20 tasks from the Medium and Complex tiers of the shared corpus. Tasks are selected to include ambiguous requirements (where intent misalignment is likely) and clear requirements (where backtracks should be unnecessary).

Procedure

  1. Each task is run twice — once per condition, with order counterbalanced
  2. Same human evaluator for both conditions (blind to condition where possible)
  3. The human provides the same initial request for both runs
  4. Backtrack condition: orchestrator may trigger backtracks when agents detect misalignment
  5. Forward-only condition: orchestrator proceeds through Intent → Planning → Execution without revisiting prior phases

Measurements

Metric Description Source
Final acceptance rate Binary: human accepts output without requesting rework Human judgment
Rework count Number of times human requests changes after final delivery Human judgment
Quality score 1-5 composite across correctness, completeness, coherence, quality, alignment Human judgment
Backtrack count Number of cross-phase backtracks triggered CfA state log
Backtrack trigger distribution Which of the 7 backtrack types fired, and how often CfA state log
Total tokens Sum of all tokens consumed across all agents and phases Token counter
Total cost Dollar cost of LLM calls Token counter
Wall-clock time End-to-end duration Timestamps

Analysis Plan

  • Paired comparison on final acceptance rate (McNemar's test)
  • Paired comparison on quality scores (Wilcoxon signed-rank)
  • Cost comparison: total cost in backtrack condition vs. (initial cost + rework cost) in forward-only condition
  • Subgroup analysis: ambiguous vs. clear tasks (backtracks should primarily help on ambiguous tasks)

Results

Experiment not yet run.

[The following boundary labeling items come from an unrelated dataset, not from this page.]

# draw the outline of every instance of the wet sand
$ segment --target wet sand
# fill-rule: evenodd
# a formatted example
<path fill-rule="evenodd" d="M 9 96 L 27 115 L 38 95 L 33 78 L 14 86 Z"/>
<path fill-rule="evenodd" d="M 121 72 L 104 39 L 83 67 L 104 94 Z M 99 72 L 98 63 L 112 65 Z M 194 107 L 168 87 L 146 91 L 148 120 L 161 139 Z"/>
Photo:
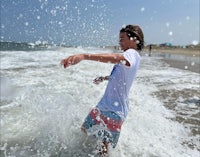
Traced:
<path fill-rule="evenodd" d="M 149 53 L 147 49 L 145 52 Z M 200 50 L 191 48 L 156 48 L 151 56 L 160 55 L 171 67 L 200 73 Z"/>
<path fill-rule="evenodd" d="M 200 73 L 200 64 L 194 62 L 185 62 L 185 61 L 177 61 L 177 60 L 170 60 L 170 59 L 163 59 L 167 64 L 171 67 L 190 70 L 192 72 Z"/>

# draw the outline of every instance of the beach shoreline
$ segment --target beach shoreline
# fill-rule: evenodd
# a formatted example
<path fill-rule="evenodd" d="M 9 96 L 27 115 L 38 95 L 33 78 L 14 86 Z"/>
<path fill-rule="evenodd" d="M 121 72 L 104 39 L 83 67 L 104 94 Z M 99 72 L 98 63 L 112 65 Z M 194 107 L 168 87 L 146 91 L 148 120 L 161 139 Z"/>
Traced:
<path fill-rule="evenodd" d="M 192 48 L 155 48 L 149 53 L 146 48 L 144 52 L 147 56 L 161 56 L 169 66 L 189 70 L 200 74 L 200 50 Z"/>

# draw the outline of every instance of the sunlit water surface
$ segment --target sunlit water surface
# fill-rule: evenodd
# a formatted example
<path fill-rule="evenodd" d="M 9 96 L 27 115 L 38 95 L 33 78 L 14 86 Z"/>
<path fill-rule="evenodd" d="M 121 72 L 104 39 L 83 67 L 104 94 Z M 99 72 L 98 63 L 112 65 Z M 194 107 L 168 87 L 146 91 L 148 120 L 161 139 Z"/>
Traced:
<path fill-rule="evenodd" d="M 59 62 L 97 48 L 1 52 L 2 157 L 92 157 L 96 141 L 80 126 L 104 93 L 112 64 L 82 61 L 63 69 Z M 111 157 L 198 157 L 198 73 L 143 56 L 130 91 L 130 112 Z"/>

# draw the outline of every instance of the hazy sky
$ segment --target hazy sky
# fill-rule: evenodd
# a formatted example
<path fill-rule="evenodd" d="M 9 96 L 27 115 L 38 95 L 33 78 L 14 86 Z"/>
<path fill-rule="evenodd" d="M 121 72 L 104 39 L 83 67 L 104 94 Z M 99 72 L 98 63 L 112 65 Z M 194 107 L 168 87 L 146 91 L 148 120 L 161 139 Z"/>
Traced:
<path fill-rule="evenodd" d="M 1 41 L 117 45 L 141 26 L 146 44 L 199 43 L 199 0 L 1 0 Z"/>

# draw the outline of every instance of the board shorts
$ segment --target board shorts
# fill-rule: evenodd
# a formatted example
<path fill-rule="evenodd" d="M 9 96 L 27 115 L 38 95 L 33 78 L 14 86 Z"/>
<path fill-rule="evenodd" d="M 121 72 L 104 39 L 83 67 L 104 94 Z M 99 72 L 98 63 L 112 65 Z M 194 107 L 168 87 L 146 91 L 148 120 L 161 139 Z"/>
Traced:
<path fill-rule="evenodd" d="M 85 118 L 83 126 L 88 135 L 93 135 L 102 142 L 116 147 L 123 121 L 119 115 L 111 111 L 93 108 Z"/>

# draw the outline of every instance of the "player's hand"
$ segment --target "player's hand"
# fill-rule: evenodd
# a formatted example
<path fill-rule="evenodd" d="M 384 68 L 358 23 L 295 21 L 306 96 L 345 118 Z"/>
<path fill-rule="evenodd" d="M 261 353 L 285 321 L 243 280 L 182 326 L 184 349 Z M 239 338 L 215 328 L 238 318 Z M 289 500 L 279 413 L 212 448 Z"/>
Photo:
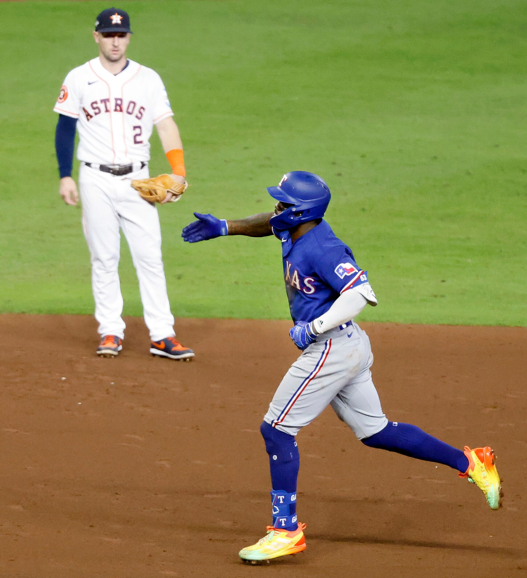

This section will be populated with data tables, effect sizes, and statistical tests.

Expected Findings

Based on the design rationale, we expect:

  • Higher acceptance rates for the backtrack condition, primarily on ambiguous tasks
  • Modest token overhead for backtracks (10-30% more tokens per run), offset by elimination of full-task rework
  • Backtrack triggers concentrated in Planning → Intent (plan reveals intent was wrong) and Execution → Planning (execution reveals plan was wrong)
  • Clear tasks should show no significant difference between conditions (backtracks should not fire when requirements are unambiguous)

Threats to Validity

  • Evaluator bias: The human may unconsciously adjust expectations between conditions. Mitigation: blind evaluation where possible; inter-rater reliability with second evaluator on subset.
  • Task selection bias: If tasks are too clear, backtracks never fire and the experiment is uninformative. If too ambiguous, the forward-only condition fails trivially. Mitigation: balanced selection with pre-screening.
  • Order effects: Running the same task twice may prime the human. Mitigation: counterbalanced ordering, minimum 48-hour gap between runs of same task.